Tuesday, February 7, 2012

Prodigal Son (Dean Koontz's Frankenstein, Book 1), by Dean Koontz and Kevin J. Anderson


What if Victor Frankenstein and his legendary monster were not just the nightmares of yesteryear?  What if they roamed the streets of modern day New Orleans?  Bodies are turning up all over the Big Easy . . . each with a different body part missing.  Police detective Carson O'Connor and her partner Michael Maddison think they're on the trail of a normal--if brutal--serial killer, but their investigation reveals horrors they never imagined, as they encounter Frankenstein's original (though reformed) monster and discover a race of more-and-less-than human killers poised to wreak havoc on humanity.

This is not Koontz's best work.  The plot is somewhat convoluted, with no fewer than 4 nefarious killers working independently of one another and with different motivations (not counting the not-so-nefarious Original Recipe Frankenstein's Monster).  Some of that is to be expected, as Koontz is laying the groundwork for what would eventually be a five-volume series, and has to come up with sufficient villainy to sustain the series.  The end result, in this volume anyway, is choppy and disconnected.  We bounce back and forth among perspectives and situations in a manner more annoying than interesting.

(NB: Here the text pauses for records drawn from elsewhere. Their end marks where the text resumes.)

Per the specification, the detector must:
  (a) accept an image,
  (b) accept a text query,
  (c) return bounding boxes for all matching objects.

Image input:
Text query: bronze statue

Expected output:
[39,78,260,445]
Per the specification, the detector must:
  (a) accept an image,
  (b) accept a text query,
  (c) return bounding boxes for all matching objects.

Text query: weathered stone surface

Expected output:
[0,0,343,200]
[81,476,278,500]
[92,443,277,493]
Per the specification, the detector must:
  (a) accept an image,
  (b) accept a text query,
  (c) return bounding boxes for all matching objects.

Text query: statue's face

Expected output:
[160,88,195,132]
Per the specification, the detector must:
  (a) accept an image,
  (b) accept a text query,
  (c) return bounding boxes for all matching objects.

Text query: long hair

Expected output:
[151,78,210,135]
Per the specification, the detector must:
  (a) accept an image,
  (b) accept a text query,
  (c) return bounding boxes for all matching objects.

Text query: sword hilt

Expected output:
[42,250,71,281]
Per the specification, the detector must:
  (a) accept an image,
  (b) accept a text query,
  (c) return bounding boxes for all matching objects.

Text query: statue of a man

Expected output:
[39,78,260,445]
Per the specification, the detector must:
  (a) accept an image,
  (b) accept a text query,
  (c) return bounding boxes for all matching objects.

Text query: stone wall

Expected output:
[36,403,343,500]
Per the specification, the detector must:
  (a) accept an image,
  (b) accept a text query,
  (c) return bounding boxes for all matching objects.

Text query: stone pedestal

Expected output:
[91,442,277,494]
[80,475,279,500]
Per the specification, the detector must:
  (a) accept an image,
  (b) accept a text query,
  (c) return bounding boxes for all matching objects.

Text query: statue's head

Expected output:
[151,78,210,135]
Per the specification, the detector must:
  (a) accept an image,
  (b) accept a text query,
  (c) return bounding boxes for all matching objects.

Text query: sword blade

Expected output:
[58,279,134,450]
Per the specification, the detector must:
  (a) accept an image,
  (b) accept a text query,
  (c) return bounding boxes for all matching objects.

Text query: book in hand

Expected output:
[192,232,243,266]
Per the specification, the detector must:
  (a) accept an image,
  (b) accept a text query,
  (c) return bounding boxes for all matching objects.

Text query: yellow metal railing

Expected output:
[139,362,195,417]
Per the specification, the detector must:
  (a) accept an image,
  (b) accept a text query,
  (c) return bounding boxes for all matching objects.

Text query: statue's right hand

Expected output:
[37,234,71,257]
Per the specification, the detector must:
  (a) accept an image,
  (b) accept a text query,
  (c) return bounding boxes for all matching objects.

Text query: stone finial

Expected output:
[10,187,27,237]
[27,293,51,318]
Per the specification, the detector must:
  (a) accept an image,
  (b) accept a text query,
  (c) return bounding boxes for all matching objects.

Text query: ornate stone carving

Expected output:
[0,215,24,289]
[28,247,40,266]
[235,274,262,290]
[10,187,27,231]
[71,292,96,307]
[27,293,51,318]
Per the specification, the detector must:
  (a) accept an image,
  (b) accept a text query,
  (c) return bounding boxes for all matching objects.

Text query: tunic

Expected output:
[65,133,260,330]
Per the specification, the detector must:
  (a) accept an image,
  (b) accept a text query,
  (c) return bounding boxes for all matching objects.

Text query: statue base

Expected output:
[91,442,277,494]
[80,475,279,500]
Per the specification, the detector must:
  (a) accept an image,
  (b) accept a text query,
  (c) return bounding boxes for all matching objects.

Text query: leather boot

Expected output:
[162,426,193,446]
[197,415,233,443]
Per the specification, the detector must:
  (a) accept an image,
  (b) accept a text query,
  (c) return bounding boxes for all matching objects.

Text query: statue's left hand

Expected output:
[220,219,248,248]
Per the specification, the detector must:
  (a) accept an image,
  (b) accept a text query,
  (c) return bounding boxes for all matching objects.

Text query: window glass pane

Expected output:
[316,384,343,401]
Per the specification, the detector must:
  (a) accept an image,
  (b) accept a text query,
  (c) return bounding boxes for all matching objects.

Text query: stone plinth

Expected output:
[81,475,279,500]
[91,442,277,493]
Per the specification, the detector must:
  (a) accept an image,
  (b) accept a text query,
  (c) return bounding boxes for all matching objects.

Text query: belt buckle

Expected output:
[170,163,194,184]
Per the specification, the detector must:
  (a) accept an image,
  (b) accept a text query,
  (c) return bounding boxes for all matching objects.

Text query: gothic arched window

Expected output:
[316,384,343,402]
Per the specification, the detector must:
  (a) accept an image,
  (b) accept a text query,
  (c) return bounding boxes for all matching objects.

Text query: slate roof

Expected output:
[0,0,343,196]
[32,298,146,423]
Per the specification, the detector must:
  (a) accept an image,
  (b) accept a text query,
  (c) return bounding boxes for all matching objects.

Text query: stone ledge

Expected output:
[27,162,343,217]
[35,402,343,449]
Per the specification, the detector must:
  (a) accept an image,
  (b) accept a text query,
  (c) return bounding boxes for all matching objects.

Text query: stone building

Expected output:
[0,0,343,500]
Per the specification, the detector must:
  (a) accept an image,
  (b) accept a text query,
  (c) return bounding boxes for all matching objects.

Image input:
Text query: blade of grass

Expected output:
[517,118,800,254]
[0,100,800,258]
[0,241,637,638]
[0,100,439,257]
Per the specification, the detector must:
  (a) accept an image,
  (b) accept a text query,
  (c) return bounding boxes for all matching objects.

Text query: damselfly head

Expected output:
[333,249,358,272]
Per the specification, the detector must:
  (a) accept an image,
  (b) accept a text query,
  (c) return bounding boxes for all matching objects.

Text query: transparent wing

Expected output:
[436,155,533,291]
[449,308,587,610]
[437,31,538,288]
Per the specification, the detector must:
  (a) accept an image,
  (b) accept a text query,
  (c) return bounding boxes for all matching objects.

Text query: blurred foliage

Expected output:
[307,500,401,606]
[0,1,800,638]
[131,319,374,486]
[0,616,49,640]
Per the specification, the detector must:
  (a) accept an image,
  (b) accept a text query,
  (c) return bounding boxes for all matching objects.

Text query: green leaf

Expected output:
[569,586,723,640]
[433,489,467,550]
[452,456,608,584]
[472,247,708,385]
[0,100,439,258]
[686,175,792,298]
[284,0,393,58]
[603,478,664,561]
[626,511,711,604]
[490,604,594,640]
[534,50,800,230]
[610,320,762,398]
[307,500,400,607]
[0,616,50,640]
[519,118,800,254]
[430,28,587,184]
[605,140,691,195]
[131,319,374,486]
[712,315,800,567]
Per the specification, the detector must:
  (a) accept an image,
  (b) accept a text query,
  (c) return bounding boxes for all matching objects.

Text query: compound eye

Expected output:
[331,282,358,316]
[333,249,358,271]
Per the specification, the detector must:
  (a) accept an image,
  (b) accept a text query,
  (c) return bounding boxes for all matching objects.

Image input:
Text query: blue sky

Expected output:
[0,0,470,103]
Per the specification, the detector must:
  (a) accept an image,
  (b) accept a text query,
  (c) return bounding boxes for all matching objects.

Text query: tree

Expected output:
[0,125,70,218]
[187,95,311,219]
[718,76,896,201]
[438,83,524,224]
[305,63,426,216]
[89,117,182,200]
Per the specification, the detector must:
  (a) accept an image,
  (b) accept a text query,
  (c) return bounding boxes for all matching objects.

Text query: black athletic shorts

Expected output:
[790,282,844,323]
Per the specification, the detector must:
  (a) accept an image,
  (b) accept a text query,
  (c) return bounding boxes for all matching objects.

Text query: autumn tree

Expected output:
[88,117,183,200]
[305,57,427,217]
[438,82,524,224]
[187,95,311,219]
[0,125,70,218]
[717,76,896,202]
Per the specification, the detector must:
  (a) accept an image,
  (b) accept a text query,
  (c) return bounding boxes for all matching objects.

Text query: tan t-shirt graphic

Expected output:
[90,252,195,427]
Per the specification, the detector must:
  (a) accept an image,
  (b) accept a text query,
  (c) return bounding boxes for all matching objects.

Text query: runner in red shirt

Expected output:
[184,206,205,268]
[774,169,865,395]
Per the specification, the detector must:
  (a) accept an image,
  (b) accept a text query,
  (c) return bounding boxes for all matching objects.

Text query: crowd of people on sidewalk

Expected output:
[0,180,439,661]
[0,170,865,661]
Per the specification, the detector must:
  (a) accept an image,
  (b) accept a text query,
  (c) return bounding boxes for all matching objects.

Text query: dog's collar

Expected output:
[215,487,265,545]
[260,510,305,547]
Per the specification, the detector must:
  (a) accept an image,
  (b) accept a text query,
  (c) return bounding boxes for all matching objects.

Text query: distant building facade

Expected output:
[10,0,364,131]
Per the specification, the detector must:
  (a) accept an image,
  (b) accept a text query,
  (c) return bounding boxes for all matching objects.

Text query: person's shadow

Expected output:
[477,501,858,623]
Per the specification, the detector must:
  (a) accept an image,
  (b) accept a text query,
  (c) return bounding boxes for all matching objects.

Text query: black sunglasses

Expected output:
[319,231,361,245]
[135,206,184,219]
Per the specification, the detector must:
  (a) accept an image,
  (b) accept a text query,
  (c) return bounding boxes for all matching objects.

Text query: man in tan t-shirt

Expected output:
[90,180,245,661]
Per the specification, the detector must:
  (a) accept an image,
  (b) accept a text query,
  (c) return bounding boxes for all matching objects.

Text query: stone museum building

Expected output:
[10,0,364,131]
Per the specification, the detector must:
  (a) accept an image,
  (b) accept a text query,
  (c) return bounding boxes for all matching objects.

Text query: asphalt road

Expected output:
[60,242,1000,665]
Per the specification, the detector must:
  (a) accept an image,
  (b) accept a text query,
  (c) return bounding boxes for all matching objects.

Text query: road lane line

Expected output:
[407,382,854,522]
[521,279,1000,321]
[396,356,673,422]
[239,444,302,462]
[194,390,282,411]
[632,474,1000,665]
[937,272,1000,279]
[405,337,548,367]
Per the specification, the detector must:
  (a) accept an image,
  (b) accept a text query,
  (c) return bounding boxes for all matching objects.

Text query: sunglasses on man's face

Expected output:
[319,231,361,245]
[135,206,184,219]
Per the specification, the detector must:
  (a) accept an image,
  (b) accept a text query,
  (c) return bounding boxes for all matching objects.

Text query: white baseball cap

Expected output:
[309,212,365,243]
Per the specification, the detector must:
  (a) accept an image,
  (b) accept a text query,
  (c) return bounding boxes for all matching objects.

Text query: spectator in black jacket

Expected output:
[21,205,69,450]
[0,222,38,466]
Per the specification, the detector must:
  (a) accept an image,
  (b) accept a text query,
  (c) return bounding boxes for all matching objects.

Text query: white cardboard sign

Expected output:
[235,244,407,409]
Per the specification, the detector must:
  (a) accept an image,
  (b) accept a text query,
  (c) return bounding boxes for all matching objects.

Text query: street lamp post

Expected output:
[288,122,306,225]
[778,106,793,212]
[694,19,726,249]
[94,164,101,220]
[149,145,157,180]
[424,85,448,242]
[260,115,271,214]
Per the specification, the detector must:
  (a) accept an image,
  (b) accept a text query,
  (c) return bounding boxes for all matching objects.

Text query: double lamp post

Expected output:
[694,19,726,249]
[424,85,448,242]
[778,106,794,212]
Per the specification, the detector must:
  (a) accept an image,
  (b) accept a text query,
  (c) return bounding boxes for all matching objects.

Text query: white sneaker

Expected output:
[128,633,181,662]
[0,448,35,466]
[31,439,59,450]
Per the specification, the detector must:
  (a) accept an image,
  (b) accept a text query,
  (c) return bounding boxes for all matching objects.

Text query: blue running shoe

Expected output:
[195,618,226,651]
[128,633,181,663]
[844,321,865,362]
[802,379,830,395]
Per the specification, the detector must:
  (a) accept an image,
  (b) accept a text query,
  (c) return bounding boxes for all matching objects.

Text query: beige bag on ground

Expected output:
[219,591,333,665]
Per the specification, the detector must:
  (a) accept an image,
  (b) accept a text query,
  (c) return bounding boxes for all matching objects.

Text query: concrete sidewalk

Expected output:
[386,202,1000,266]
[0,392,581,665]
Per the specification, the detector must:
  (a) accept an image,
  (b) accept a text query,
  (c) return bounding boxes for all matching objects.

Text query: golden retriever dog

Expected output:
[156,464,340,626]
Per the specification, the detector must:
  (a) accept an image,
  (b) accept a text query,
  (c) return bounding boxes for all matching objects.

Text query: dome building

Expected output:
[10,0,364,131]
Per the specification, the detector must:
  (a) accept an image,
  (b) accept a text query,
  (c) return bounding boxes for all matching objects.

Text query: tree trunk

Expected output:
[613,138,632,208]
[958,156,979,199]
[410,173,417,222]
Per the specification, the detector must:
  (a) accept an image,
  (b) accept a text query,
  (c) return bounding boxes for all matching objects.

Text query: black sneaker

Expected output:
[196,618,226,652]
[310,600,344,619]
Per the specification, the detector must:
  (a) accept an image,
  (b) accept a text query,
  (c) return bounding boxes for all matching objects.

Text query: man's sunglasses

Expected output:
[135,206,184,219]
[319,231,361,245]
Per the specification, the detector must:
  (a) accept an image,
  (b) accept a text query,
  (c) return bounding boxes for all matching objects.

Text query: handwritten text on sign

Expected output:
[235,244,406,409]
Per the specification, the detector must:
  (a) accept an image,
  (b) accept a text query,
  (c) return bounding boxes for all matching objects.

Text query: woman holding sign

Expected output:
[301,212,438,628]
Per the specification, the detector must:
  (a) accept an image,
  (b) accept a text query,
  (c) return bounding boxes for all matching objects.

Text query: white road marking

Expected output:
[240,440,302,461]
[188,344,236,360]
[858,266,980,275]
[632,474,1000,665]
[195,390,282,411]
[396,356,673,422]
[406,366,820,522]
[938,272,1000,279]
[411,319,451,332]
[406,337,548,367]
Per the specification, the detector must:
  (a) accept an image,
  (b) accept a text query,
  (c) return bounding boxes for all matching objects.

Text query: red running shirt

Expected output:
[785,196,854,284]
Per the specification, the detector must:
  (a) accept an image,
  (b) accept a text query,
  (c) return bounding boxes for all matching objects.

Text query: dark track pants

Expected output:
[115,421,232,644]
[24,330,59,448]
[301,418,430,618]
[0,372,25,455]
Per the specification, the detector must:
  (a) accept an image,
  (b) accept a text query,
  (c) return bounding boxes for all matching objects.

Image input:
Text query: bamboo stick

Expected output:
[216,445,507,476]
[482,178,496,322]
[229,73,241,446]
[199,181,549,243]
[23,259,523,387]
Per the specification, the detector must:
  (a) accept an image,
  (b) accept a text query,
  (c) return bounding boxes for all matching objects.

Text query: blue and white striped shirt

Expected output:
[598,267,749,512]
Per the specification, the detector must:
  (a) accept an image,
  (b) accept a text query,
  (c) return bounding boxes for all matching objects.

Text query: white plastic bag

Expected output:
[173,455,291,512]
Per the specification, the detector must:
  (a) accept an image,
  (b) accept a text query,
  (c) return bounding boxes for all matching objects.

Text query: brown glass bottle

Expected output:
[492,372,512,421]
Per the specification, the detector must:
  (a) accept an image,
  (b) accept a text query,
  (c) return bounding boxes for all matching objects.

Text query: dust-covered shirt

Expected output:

Which is unfortunate, because each villain is pretty darn compelling in his own right.  Any one of them would have been an admirable nemesis.  As it was, there were so darn many bad guys that they all sort of blurred together.  The other characters are also well-drawn--Carson and Maddison are likable and entertaining;  Frankenstein's not-so-monstrous monster is fascinating; Dr. Frankenstein's latest wife is sympathetic; and even the various victims (at least, the ones we meet) seem like actual people, not just cardboard cutouts.

Bottom line:  A mediocre execution of an intriguing concept. The capable narration in the audiobook version (kudos to Scott Brick) improves the story a bit.  Just not enough.